Dabei ist die WoP ein "Ort", an dem sich die verschiedenen Spielarten des Horrors verweben und dadurch interessante Muster bilden (, um mit meiner Analogie aus der Textilindustrie fortzufahren ;) ).
blut_und_glas schrieb:
Dabei können diese grob skizzierten Arten oder Ebenen natürlich fließend in einander übergehen

Am ehesten besteht die Essenz für mich darin, dass alles trügerisch und vergänglich ist und es kaum jemanden interessiert. Das Volk wird mit Medienbeschuss "gefügig" gehalten. Es wird ständig belogen, aber letzlich interessiert das niemanden. Manchmal tut die (gutgemeinte?) Lüge weniger weh als die Wahrheit.
Und gleichzeitig ist diese vermeintliche Wahrheit vergänglich: Sie kann geänert werden; meist von SLA Industries.
Dasselbe gilt auch für Glück.
Echtes Glück, wie es oftmals skizziert wird, kann es in der WoP nicht geben. Es geht einfach nicht. Dazu sind einige Faktoren nicht zu erreichen.
99,9% bleiben jedoch apathisch.
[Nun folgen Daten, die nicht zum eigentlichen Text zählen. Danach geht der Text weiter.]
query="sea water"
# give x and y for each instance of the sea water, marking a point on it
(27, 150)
Es geht ihnen allerdings nicht schlecht.
Apathie kann nämlich auch durchaus heißen, dass man frei von jeglichen Leiden ist. Also auch von schlechten Dingen.
Notfalls ist die company bereit ihre Position eifersüchtig zu schützen und besitzt keine Skrupel jmd., der ihr gefährlich werden könnte, zu töten.

Beim Horror spielen die Medien eine große Rolle. Inspiriert fühle ich mich hierbei von dem andauernd plärrenden TeeVee bei "1984".
Die Parolen sind zwar subtiler verpackt, dennoch bleiben es Parolen.

Grüße,
Hasran, mit unzureichenden Ausführungen
 
Hasran schrieb:
Für mich lässt sich der Horror in der WoP nur äußerst schwer auf eine Essenz reduzieren.

Nach deinen, wie du sagst "unzureichenden", Ausführungen habe ich den Eindruck die enthaltene Essenz sei Manipulation. Individuelle und gesellschaftliche.

?

Stay SLA
jdw
 
blut_und_glas schrieb:
Nach deinen, wie du sagst "unzureichenden", Ausführungen habe ich den Eindruck die enthaltene Essenz sei Manipulation. Individuelle und gesellschaftliche.

Das beweist ein weiteres Mal, warum es mir schwer fällt, eine Essenz zu extrahieren, respektive diese verständlich zu formulieren. ;)

Nein, mMn besteht ein wichtiger Aspekt (!=Essenz) in der Vergänglichkeit von allem und Fehleinschätzungen.
Manipulation ist ebenfalls ein Punkt, jedoch setze ich diesen in seinen Ausmaßen nicht so hoch an wie die oben genannten.

Grüße,
Hasran
 
Hasran schrieb:
Nein, mMn besteht ein wichtiger Aspekt (!=Essenz) in der Vergänglichkeit von allem und Fehleinschätzungen.

Die, (noch?) nicht formulierte, Essenz siehst du aber im engen Zusammenhang mit diesen Aspekten? Oder doch in etwas (mehr?) (weniger?) anderem?

Stay SLA
jdw
 
blut_und_glas schrieb:
Die, (noch?) nicht formulierte, Essenz siehst du aber im engen Zusammenhang mit diesen Aspekten? Oder doch in etwas (mehr?) (weniger?) anderem?

Nicht unbedingt.
Ich sehe, wie ich versuchte anzumerken, eben keine Essenz.
Viel mehr sind es mehrere Elemente, die ich als wesentlich betrachte, kein Einzelaspekt.